«As-tu toujours envie de m’entendre chanter?»
Claude Dubois a volontairement fait une pause juste après avoir prononcé cette phrase de la chanson Depuis que j’suis né, samedi, tôt, en début de sa deuxième partie au théâtre Maisonneuve. La clameur de la foule n’a laissé planer aucun doute.
Par Philippe Rezzonico
Pas étonnant, venant de la part d’admirateurs de longue date qui ont payé leur billet et qui, visiblement, assistent à des concerts de Dubois depuis des décennies. Mais n’eut été le devoir de réserve du critique, j’aurais probablement joint ma voix aux leurs. Pourquoi? Parce que Dubois ne fait pas que chanter. Il performe au plus haut niveau.
J’ai beau l’avoir vu souvent, son dernier concert à mon agenda remontait à 2017, aux Francos, justement. Or à l’époque, il venait tout juste d’avoir 70 ans. Il en a désormais 78, et dans cette décennie, il n’est pas rare de voir – et surtout d’entendre – un chanteur perdre du lustre et du tonus. Encore plus vrai quand on a vécu un cancer.
Toutes mes craintes se sont envolées en un claquement de doigts en première partie tant Dubois possède encore un niveau de puissance vocale qui peut rivaliser avec Tom Jones. Rien de moins. Et si son timbre affiche quelque peu le passage du temps, sa qualité d’interprétation n’a rien perdu de sa superbe.

Et comme Dubois – accompagné de Julie Lamontagne (piano, claviers), Kaven Girouard (guitare), Richard Deschênes (basse) et Tony Albino (batterie) – possède un nombre phénoménal de chansons qui vont des monuments aux classiques en passant par les immortelles, assister à l’un de ses concerts est encore et toujours l’équivalent d’écouter un juke-box farci de grands succès.
La vivifiante Bébé jajou la toune, le rock assumé du Mangeur d’étoiles, la splendide Femme de société, la quête de jeunesse de Plein de tendresse et l’universelle Comme un million de gens ont transporté les festivaliers à divers moments de leur vie en première portion de prestation.
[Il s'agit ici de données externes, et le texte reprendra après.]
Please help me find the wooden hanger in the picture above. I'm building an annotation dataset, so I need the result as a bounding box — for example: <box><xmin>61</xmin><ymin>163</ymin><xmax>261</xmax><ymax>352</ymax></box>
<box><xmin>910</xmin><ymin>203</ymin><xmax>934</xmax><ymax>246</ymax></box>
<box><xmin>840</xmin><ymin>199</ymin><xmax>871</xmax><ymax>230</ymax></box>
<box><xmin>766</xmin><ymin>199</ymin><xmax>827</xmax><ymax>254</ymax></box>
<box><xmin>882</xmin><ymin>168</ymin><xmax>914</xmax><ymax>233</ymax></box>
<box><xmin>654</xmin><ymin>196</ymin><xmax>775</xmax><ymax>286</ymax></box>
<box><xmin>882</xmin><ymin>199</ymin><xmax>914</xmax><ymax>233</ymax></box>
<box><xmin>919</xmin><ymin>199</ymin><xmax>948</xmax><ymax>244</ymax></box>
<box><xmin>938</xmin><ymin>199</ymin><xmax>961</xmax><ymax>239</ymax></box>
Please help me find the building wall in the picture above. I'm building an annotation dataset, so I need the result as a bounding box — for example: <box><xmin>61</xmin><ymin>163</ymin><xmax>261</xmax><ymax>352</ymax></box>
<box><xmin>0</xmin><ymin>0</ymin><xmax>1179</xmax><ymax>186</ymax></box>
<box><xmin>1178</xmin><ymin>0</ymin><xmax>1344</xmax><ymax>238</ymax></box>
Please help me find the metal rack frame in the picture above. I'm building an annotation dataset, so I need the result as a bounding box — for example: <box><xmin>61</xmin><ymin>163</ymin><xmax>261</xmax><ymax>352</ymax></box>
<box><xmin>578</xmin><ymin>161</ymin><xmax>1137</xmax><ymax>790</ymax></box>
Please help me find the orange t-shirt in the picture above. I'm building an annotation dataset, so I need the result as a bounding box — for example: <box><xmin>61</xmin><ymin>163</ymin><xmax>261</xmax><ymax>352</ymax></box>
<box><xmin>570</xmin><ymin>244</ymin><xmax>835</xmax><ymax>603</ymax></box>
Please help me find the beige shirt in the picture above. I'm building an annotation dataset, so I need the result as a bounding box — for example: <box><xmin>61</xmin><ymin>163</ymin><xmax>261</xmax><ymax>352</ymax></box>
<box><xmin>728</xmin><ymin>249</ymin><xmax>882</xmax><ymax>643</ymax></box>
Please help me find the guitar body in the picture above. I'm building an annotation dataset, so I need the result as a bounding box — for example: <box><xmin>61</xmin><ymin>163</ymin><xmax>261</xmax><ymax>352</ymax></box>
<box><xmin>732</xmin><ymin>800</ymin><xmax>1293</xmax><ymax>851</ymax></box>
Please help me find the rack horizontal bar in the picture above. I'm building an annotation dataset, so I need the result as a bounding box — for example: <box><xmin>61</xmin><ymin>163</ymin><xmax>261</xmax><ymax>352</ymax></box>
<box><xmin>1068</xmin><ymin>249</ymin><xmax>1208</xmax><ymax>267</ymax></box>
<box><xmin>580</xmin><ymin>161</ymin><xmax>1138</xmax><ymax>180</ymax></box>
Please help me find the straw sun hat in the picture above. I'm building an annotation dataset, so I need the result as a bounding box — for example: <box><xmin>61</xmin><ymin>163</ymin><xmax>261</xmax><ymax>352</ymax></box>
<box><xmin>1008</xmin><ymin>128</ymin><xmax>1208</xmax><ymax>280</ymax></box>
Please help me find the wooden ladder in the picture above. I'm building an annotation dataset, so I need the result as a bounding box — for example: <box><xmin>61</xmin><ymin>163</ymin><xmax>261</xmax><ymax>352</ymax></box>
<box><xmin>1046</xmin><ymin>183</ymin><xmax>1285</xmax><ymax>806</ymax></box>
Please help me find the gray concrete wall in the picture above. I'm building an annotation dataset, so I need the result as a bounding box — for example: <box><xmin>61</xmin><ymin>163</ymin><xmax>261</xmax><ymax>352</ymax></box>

Il y avait tellement de chansons majeures du répertoire de Dubois au menu (également Pas question d’aventures, En voyage) que le non-initié aurait pu croire que le vétéran serait à court de matériel après l’entracte.
Pas une seconde.
L’impeccable et dense reprise de Léo Ferré sur les textes du poète Rutebeuf (Pauvre Rutebeuf), le doublé de Femmes ou filles et de Femmes de rêve, J’ai souvenir encore, l’époustouflante Si Dieu existe (coup de cœur assuré chaque fois) et l’immense Blues du businessman étaient toutes au programme en deuxième partie. Chacune d’entre elle a été salué par une ovation debout du public qui a été hautement participatif en sifflotant les mélodies et en chantant parfois les refrains à la place de Dubois qui savourait chaque seconde.
Ce concert fut un véritable tour de force vocal

La consécration de Lou-Adriane
Je suis sorti de la PdA à temps pour voir la finale du couronnement de Lou-Adriane Cassidy sur la grande scène extérieure en ce samedi soir.
Ayant vu ce concert en janvier (Théâtre Beanfield) et en mai (festival Santa Teresa), il n’y avait aucun doute quant au verdict populaire. Des milliers de jeunes femmes qui se reconnaissent à travers la chanteuse québécoise étaient massés devant la scène que Cassidy a quitté pour monter sur la clôture de sécurité lors de l’interprétation de Entre tes jambes.
Après une déchaînée version de La pluie ne tombe jamais sur toi avec le guitariste Thierry Larose, elle a conclu le concert avec Ça va, ça va drapée d’un drapeau du Québec qui portait son nom.

«Soyez ouverts, soyez ambitieux et soyez ouverts», a-t-elle dit, dans un plaidoyer pour la chanson québécoise.
Avec elle, Larose et l’autre membre du trio Le Roy, la Rose et le Lou (p), Ariane Roy, qui est venue chanter avec elle plus tôt durant le concert, l’avenir semble prometteur, plus que jamais.